Readers take note when newspapers focus on quality


By Kevin Slimp

The past few weeks have been a blur.

I remember driving along a beach in Florida, using a snow shovel for the first time during a blizzard in Minnesota, eating pizza with old friends in Iowa, and standing in front of audiences in two difference cities in New York.

As blurry as the weeks seem, there are several moments that were memorable from a newspaper perspective.

At one newspaper in Florida, the plan changed from leading classes to gathering the entire staff together for several hours of brainstorming, changing the editorial and design workflow in the process.

While at the offices of Coastal Breeze News in Marco Island, Florida, I had the chance to meet Gary Elliot. Gary has been everything from president of the Chamber of Commerce to board member of the island’s realtors’ association.

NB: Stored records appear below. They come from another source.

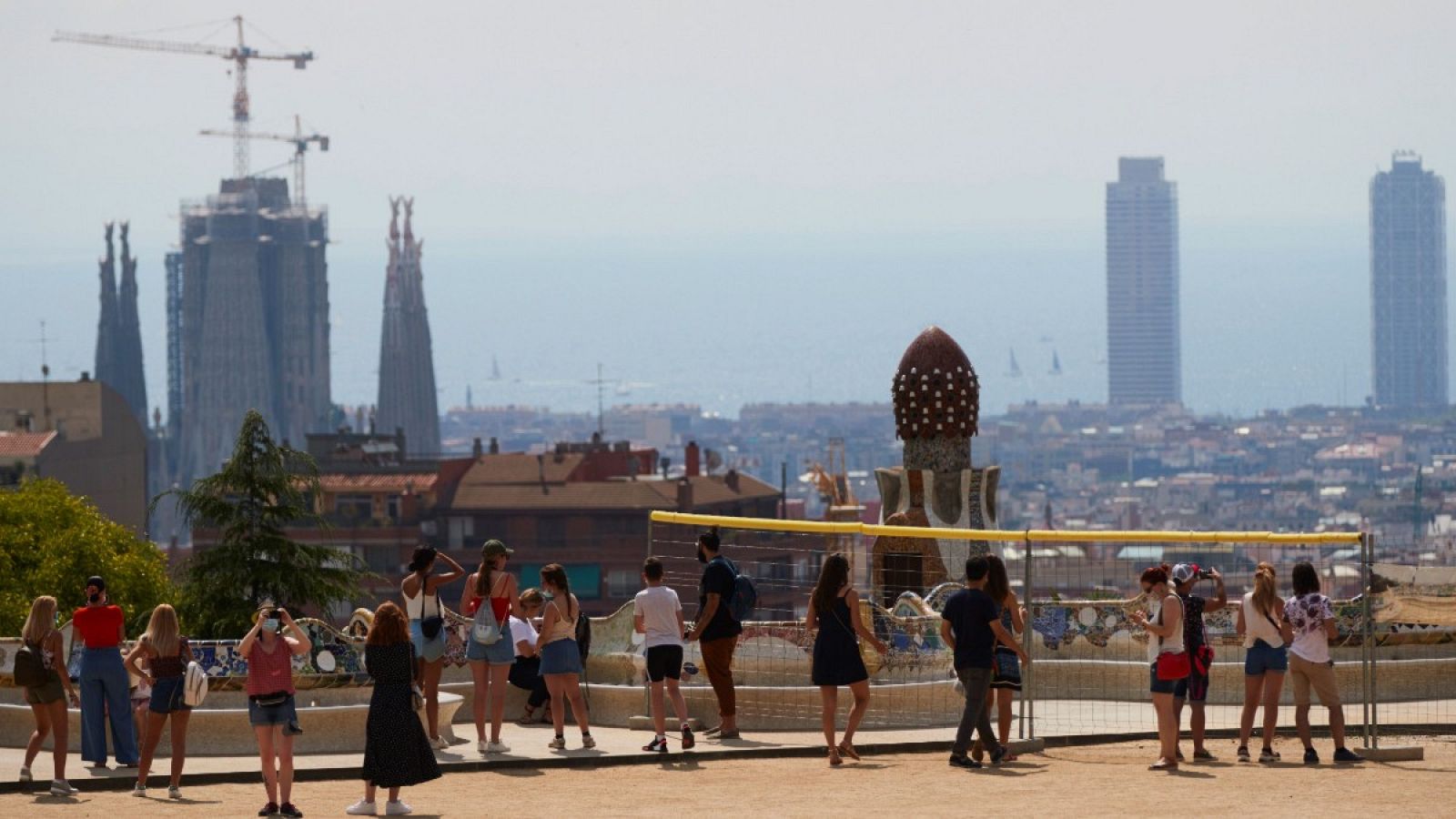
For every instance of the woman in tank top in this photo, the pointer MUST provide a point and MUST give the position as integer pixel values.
(48, 700)
(490, 596)
(271, 707)
(561, 658)
(427, 627)
(167, 653)
(1264, 661)
(1164, 624)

As we visited, Gary took the opportunity to share why Coastal Breeze News is so popular in a town with three newspapers.

“People want local news,” Gary told me. “The big daily doesn’t carry local news like the Breeze. People who live here pick up this paper, see the faces of the writers and say, ‘I know him’ or ‘I know her.’ It makes a real difference. That’s why people love this newspaper, and that’s why advertisers want their ads in this paper.”

The following week, I found myself in Des Moines, Iowa, speaking at one of my favorite conferences. We even had a full house for the early Saturday session.

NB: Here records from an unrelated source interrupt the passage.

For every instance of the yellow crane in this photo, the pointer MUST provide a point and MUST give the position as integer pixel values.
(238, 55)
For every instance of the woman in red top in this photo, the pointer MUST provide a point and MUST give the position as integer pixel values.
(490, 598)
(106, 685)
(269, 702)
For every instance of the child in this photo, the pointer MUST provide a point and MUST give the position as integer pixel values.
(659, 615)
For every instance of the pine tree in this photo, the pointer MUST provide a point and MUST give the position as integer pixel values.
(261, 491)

What seemed to interest attendees the most?

Improving the quality of their papers.

I didn’t hear any talk of reducing staff sizes or cutting costs.

This group seemed to know the secret: Improving quality. Quality of design. Quality of writing. Quality of service.

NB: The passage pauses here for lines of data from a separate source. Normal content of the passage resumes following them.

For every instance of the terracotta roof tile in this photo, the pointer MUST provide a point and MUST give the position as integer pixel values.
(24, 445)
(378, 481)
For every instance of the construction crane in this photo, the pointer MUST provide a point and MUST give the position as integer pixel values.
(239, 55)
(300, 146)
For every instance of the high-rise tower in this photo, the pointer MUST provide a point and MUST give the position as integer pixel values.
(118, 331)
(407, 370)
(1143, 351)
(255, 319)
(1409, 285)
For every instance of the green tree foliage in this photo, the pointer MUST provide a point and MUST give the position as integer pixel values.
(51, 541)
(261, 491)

Do you want to increase readers, advertisers and profitability? The first and most important step is improving quality.

The journalists know that in Kasson, Minnesota – where they also get late-season snow storms.

The year 2015 was the “year of blizzards” in my life, but I dodged the weather bullet in 2016 … or so I thought.

Kasson was my next stop after Des Moines, and I woke up to find my car buried under a mound of snow.

We had almost cancelled the trip due to the approaching weather. We agreed at the last moment I would board the flight in Knoxville and head to Minnesota, arriving just before the storm.

We spent three days running press tests, holding classes and discussing workflow. I love it when a staff wants to learn.

The group in Kasson asked me to stay late each day so we could look at their individual workstations, find solutions to technical problems and discuss hardware upgrades and improvements.

Imagine my thrill a week later, when I heard from one of my new Kasson friends. The printing quality of their newspaper had improved drastically.

“The pictures are crisp, the dot gain is perfect and the color settings are right on target,” my friend said.

Borrowing an old line from Ford, quality really is job one.

Reduce quality, and the result is fewer readers.

Reduce readers, and the result is fewer advertisers.

Reduce advertisers, and the result is fewer pages.

Reduce pages, and the result is even fewer readers. It’s a never-ending cycle.

Finally, there was the Empire State. I made stops in New York to speak at two newspaper conferences.

In Rochester, I spoke about my latest newspaper survey that indicates newspapers are holding steady. Afterwards, one publisher after another stopped me to tell me how the research mirrors what is happening at their own papers.

The key, most everyone seems to agree, is improving, not cutting.

A few days later, in Saratoga Springs, I led eight classes for editors, designers and others. Between each class, I found publishers waiting in the lobby, wanting to talk about where they should take their papers. Some were from tiny papers. Some owned large groups.

In my travels, I was also able to meet with an industry executive from a major group in Europe and a newspaper industry leader in Canada. Both talked to me about the danger of ever-growing groups of national corporations buying papers and stripping them down.

I am concerned the newspaper industry in Canada is already in great danger of collapsing under the pressure of corporate ownership.

Fortunately, in the United States, there are far fewer newspapers owned by large corporations. Large national or regional groups own only 16 percent of papers here, compared to a much higher number in Canada.

Want your newspaper to grow? Resist the short-term fixes, and look toward the long-term.

Quality is what matters. Content is what matters. Service is what matters.

Cut those, and you can be sure you will cut readers.

Kevin Slimp works as a newspaper industry trainer, speaker, writer and consultant.